CHAPITRE QUARANTE-CINQ

231 11 4
                                    

Le silence qui règne dans la chambre est particulièrement représentatif de la phase que nous traversons Cameron et moi.

Depuis l'incident du feu de camp, il se montre très distant. Chaque fois qu'il m'approche, il hésite à me toucher ou à prononcer certains mots. Je sais qu'il se sent toujours coupable pour ce qu'il a fait. Il marche sur des œufs depuis ce jour-là. Je tente de faire bonne figure de mon côté mais ma torture est tout autre. Je me pose un milliard de question sur l'accident qui a tué son père tandis qu'il se reproche encore d'avoir presque battu à mort un garçon devant mes yeux. Nos maux sont différents mais notre mal-être nous éloigne tous les deux. La situation est loin d'être évidente. Cela fait déjà une semaine que ça dure et je n'ai toujours pas trouvé de solution à mon problème. Ma meilleure option reste encore d'amener Cameron à me parler de son père en espérant qu'il me dira toute la vérité.
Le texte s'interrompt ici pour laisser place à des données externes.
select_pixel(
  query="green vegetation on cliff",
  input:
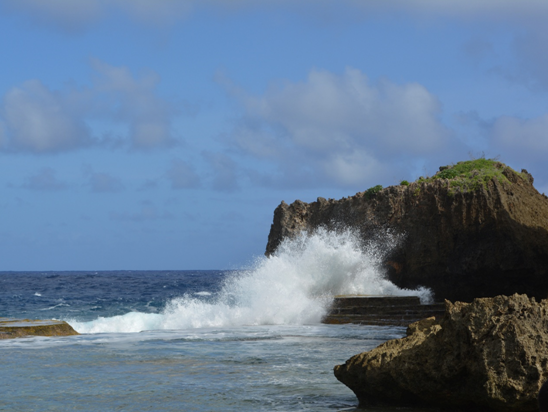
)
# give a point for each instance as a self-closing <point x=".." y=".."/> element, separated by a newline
<point x="470" y="175"/>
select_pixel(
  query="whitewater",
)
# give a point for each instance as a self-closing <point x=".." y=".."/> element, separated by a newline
<point x="295" y="286"/>
<point x="236" y="340"/>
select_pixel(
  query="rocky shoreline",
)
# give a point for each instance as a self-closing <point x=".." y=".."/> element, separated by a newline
<point x="488" y="355"/>
<point x="19" y="328"/>
<point x="464" y="233"/>
<point x="474" y="232"/>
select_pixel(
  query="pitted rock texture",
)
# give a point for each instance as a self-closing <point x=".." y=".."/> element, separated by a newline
<point x="461" y="244"/>
<point x="19" y="328"/>
<point x="488" y="355"/>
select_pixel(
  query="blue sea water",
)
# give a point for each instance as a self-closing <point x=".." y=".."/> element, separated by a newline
<point x="248" y="340"/>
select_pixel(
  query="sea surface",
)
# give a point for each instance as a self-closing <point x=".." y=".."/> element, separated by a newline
<point x="245" y="340"/>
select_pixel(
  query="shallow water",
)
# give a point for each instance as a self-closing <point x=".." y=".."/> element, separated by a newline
<point x="194" y="340"/>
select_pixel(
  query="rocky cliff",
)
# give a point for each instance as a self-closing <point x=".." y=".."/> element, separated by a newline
<point x="19" y="328"/>
<point x="475" y="229"/>
<point x="488" y="355"/>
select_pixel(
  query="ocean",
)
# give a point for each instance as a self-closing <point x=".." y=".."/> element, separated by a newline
<point x="214" y="340"/>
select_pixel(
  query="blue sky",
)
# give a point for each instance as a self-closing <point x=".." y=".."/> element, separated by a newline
<point x="139" y="134"/>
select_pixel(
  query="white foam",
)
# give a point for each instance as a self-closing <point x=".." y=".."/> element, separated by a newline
<point x="292" y="287"/>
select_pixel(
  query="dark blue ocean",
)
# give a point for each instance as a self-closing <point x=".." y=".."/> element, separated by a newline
<point x="248" y="340"/>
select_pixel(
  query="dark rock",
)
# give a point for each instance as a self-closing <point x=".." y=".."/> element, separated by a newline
<point x="462" y="243"/>
<point x="488" y="355"/>
<point x="380" y="310"/>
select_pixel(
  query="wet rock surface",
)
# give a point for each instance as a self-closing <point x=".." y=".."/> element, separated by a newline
<point x="488" y="355"/>
<point x="484" y="241"/>
<point x="18" y="328"/>
<point x="380" y="310"/>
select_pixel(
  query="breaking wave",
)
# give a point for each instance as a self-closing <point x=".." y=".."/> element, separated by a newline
<point x="293" y="287"/>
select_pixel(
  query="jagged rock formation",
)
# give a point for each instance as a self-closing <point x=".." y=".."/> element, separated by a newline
<point x="19" y="328"/>
<point x="480" y="237"/>
<point x="488" y="355"/>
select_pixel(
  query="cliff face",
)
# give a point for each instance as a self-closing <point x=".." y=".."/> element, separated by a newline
<point x="488" y="355"/>
<point x="487" y="241"/>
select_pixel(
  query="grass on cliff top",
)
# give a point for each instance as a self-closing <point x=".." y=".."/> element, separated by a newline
<point x="469" y="175"/>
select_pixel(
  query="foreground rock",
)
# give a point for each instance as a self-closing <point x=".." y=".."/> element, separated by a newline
<point x="19" y="328"/>
<point x="476" y="229"/>
<point x="489" y="355"/>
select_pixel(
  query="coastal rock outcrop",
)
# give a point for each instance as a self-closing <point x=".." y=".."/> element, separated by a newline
<point x="488" y="355"/>
<point x="475" y="229"/>
<point x="20" y="328"/>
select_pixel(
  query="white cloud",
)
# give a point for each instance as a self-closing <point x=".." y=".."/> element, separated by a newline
<point x="44" y="180"/>
<point x="182" y="175"/>
<point x="339" y="128"/>
<point x="135" y="102"/>
<point x="225" y="171"/>
<point x="105" y="183"/>
<point x="525" y="137"/>
<point x="37" y="119"/>
<point x="41" y="120"/>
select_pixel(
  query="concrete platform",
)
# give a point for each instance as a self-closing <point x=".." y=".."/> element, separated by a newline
<point x="11" y="328"/>
<point x="380" y="310"/>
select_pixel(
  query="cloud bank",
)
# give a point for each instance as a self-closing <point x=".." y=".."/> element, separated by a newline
<point x="37" y="119"/>
<point x="337" y="128"/>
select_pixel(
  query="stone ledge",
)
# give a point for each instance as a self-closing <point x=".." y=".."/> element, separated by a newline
<point x="380" y="310"/>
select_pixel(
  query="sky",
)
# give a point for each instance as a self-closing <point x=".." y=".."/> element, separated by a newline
<point x="156" y="135"/>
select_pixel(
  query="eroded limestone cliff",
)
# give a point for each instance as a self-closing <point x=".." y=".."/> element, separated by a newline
<point x="488" y="355"/>
<point x="461" y="238"/>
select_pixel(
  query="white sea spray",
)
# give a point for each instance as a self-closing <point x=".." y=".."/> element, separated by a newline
<point x="292" y="287"/>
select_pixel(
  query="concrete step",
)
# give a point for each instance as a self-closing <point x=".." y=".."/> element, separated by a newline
<point x="381" y="310"/>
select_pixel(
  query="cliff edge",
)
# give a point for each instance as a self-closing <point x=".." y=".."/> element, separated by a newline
<point x="475" y="229"/>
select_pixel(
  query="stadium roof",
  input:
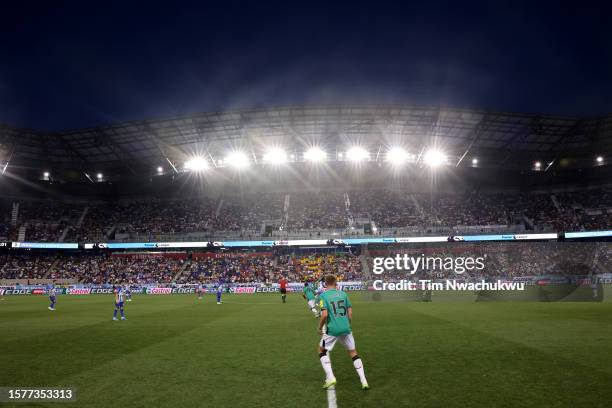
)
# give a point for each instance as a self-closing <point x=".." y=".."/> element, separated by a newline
<point x="496" y="138"/>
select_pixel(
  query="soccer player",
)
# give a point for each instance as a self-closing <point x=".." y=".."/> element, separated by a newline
<point x="200" y="291"/>
<point x="283" y="284"/>
<point x="335" y="325"/>
<point x="52" y="292"/>
<point x="219" y="292"/>
<point x="310" y="298"/>
<point x="118" y="302"/>
<point x="321" y="287"/>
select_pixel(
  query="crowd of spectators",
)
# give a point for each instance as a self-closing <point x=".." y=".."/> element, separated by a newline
<point x="27" y="265"/>
<point x="507" y="260"/>
<point x="307" y="211"/>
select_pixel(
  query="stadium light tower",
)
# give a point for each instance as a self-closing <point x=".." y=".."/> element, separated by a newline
<point x="397" y="156"/>
<point x="434" y="158"/>
<point x="237" y="160"/>
<point x="357" y="154"/>
<point x="315" y="154"/>
<point x="275" y="155"/>
<point x="195" y="164"/>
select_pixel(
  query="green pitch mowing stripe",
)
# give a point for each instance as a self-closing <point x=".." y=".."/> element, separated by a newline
<point x="255" y="351"/>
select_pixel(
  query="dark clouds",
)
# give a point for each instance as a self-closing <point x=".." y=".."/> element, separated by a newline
<point x="73" y="66"/>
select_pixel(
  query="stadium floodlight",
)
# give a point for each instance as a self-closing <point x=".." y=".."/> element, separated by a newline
<point x="275" y="155"/>
<point x="397" y="155"/>
<point x="434" y="157"/>
<point x="315" y="154"/>
<point x="196" y="164"/>
<point x="237" y="160"/>
<point x="357" y="154"/>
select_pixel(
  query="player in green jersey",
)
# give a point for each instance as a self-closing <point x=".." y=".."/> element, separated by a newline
<point x="310" y="298"/>
<point x="335" y="325"/>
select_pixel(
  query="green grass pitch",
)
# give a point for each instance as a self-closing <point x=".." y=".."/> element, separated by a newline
<point x="254" y="351"/>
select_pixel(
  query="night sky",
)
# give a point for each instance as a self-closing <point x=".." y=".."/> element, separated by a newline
<point x="72" y="65"/>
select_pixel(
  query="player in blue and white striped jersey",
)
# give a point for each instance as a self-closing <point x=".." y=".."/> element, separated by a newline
<point x="52" y="292"/>
<point x="219" y="292"/>
<point x="119" y="295"/>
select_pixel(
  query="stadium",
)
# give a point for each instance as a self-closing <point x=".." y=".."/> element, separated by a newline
<point x="168" y="207"/>
<point x="301" y="205"/>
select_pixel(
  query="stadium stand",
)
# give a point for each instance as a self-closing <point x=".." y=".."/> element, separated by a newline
<point x="308" y="213"/>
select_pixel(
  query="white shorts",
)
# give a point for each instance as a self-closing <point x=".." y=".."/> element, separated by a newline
<point x="328" y="342"/>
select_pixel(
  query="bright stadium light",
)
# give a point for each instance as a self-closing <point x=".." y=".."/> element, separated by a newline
<point x="196" y="164"/>
<point x="315" y="154"/>
<point x="275" y="156"/>
<point x="397" y="155"/>
<point x="237" y="160"/>
<point x="434" y="158"/>
<point x="357" y="154"/>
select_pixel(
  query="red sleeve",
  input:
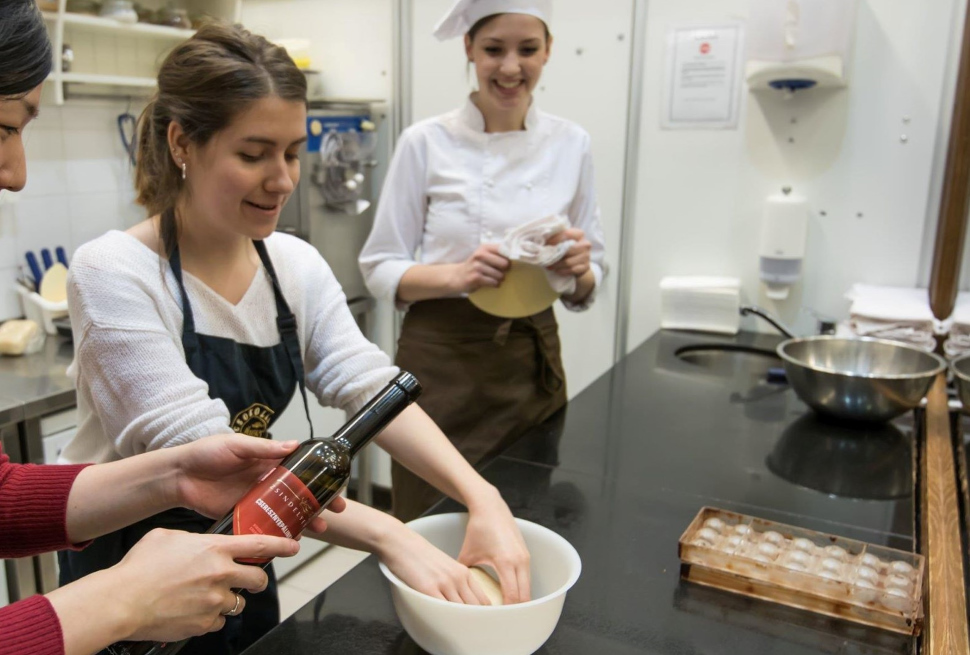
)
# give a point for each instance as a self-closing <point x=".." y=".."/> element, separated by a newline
<point x="33" y="507"/>
<point x="31" y="626"/>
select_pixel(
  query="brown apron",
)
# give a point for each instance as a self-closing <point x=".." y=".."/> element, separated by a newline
<point x="487" y="380"/>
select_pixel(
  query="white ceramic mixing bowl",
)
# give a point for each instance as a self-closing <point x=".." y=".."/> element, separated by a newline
<point x="444" y="628"/>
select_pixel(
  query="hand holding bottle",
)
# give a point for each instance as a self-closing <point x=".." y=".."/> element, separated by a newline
<point x="171" y="585"/>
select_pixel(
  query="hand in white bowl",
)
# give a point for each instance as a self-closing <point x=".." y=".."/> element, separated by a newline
<point x="425" y="568"/>
<point x="493" y="538"/>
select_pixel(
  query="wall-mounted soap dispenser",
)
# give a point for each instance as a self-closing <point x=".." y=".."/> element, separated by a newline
<point x="784" y="233"/>
<point x="799" y="44"/>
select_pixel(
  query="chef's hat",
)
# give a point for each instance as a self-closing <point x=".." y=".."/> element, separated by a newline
<point x="466" y="13"/>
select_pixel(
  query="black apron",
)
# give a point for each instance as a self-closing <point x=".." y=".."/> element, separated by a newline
<point x="256" y="384"/>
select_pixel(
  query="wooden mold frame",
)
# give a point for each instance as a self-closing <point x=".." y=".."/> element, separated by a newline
<point x="841" y="596"/>
<point x="940" y="532"/>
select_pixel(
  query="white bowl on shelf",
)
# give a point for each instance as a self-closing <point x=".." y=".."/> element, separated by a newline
<point x="445" y="628"/>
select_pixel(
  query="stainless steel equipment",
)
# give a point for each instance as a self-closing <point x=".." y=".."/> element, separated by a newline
<point x="860" y="379"/>
<point x="333" y="206"/>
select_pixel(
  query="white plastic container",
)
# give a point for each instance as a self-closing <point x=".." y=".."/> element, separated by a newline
<point x="445" y="628"/>
<point x="43" y="312"/>
<point x="799" y="44"/>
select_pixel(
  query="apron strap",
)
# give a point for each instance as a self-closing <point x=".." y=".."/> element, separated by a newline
<point x="286" y="322"/>
<point x="190" y="341"/>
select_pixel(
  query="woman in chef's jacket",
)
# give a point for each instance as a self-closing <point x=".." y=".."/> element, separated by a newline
<point x="457" y="184"/>
<point x="202" y="320"/>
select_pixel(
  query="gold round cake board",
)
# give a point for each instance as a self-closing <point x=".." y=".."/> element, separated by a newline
<point x="524" y="291"/>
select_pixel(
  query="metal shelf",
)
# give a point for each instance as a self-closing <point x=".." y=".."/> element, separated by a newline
<point x="132" y="38"/>
<point x="99" y="24"/>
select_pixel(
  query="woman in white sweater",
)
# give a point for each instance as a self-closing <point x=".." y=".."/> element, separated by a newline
<point x="184" y="324"/>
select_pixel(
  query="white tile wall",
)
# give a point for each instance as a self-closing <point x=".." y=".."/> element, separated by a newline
<point x="79" y="185"/>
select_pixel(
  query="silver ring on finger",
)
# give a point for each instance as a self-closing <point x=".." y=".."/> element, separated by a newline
<point x="235" y="608"/>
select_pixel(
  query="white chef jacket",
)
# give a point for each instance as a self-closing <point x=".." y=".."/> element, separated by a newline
<point x="452" y="187"/>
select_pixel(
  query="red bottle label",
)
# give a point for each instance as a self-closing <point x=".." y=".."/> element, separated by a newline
<point x="280" y="505"/>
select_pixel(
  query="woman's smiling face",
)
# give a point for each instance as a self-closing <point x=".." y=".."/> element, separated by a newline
<point x="509" y="52"/>
<point x="15" y="113"/>
<point x="240" y="179"/>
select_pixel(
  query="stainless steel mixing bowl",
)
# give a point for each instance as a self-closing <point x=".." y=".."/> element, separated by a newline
<point x="860" y="379"/>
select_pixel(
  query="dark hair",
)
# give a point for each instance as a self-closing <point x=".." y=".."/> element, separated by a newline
<point x="25" y="49"/>
<point x="203" y="84"/>
<point x="482" y="22"/>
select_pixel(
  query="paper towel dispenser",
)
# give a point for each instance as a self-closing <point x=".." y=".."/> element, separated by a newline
<point x="799" y="44"/>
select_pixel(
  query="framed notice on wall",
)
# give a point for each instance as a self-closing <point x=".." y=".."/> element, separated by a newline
<point x="703" y="82"/>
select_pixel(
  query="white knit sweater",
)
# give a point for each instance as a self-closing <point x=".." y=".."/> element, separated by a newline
<point x="135" y="391"/>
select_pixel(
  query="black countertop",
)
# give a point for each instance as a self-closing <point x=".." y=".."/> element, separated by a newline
<point x="621" y="474"/>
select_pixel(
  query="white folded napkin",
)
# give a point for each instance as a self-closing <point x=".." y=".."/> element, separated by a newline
<point x="897" y="313"/>
<point x="705" y="303"/>
<point x="527" y="243"/>
<point x="958" y="341"/>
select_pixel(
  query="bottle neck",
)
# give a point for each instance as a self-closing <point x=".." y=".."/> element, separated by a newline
<point x="378" y="412"/>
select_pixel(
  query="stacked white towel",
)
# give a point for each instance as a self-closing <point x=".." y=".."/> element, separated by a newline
<point x="897" y="313"/>
<point x="958" y="341"/>
<point x="527" y="243"/>
<point x="708" y="304"/>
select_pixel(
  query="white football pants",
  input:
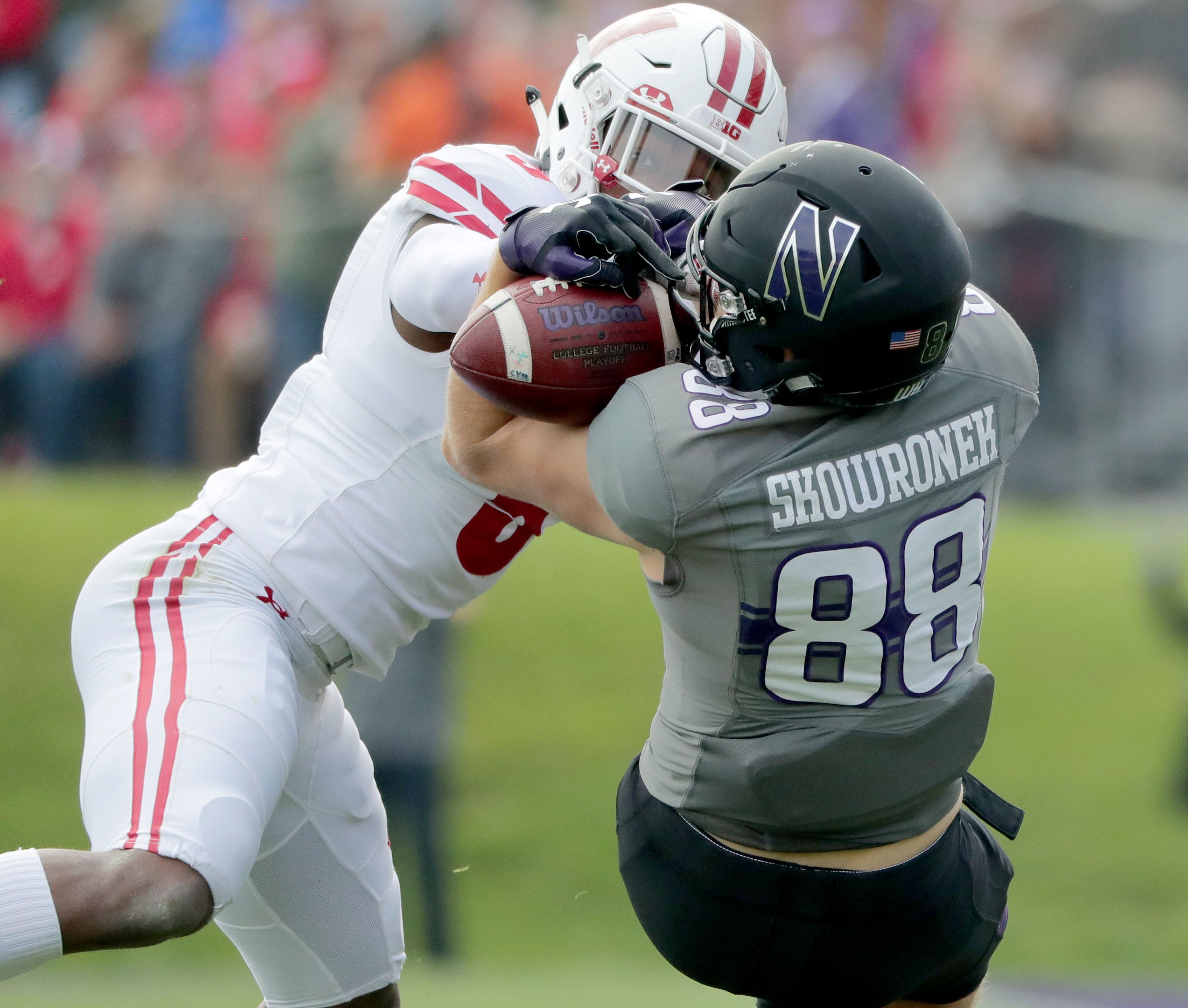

Assise sur le lit que nous partageons, je lève les yeux de mon manuel de cours et prendre un instant pour observer Cameron du coin de l'oeil. Installé à ma droite, il griffonne sur son cahier de dessin. Il est concentré sur la pointe de son crayon. Toute son attention est entièrement focalisée sur ce qu'il est en train d'esquisser sur la page blanche. Il dessine depuis une heure déjà et il n'a pas décroché un mot. C'est toujours comme ça chaque fois qu'il ouvre son calepin. Il se plonge dans un autre monde et se coupe momentanément de la réalité.

En l'observant ainsi, je ne peux m'empêcher de repenser à cette histoire d'accident. J'essaie d'imaginer à quoi pouvait ressembler Cameron lorsqu'il était enfant. Je parie que ses yeux étaient déjà aussi noirs que le néant et qu'il était tout aussi fin qu'il l'est aujourd'hui. Je suppose que ses cheveux étaient déjà bruns. Cet air malicieux qu'il a en permanence sur son visage était sûrement déjà là, lui aussi. En revanche, j'ai du mal à l'imaginer dans une voiture alors que son père perd le contrôle du véhicule. Je suis incapable de visualiser l'accident. Ça fait trop mal. Je ne peux pas concevoir une telle souffrance. Je ne veux pas croire que Cameron ait pu vivre quelque chose d'aussi affreux. L'homme que j'aime est brisé par un traumatisme lourd et j'ai peur d'admettre que ce soit celui-ci. Depuis que j'ai eu cette conversation avec Stephen, je prie chaque jour pour que ce ne soit pas le cas. Je n'ai pas envie d'avoir à accepter l'impensable.

Néanmoins, je suis déterminée à obtenir la vérité, à tirer cette histoire au claire. Je ne tiendrais pas bien longtemps avant de perdre les pédales. Je ne veux pas continuer à vivre dans le doute et l'ignorance. C'est trop dur de vivre avec ça.

Tente quelque chose, Emery. C'est le moment ou jamais !

D'une voix hésitante, je me prépare à me jeter dans la gueule du loup.

-Cam...

-Ouais ?

Il ne quitte pas son dessin des yeux.

-Je peux te demander quelque chose ?

Il marmonne vaguement en guise d'approbation.

Je sais pertinement que j'entre en terrain miné mais il faut que je le fasse. Je dois savoir si Stephen a dit vrai ou non. Je vais peut-être me prendre un mur mais il faut tout de même que je tente le coup. Je n'ai pas grand-chose à perdre. Si Cameron se braque, je n'insisterais pas. Je veux seulement voir s'il m'a menti ou non. Je dois savoir si je ne veux pas devenir folle.

Je m'arme alors d'une dose considérable de courage et me lance en priant pour ne pas le brusquer.

-Parle-moi de ton père.

Il se fige instantanément. Sur le papier, son crayon en fait de même. Son corps se tend tout entier à côté du mien. Je vois sa mâchoire se crisper et son regard s'assombrir alors qu'il ne me regarde même pas. Une tension palpable s'installe progressivement entre nous.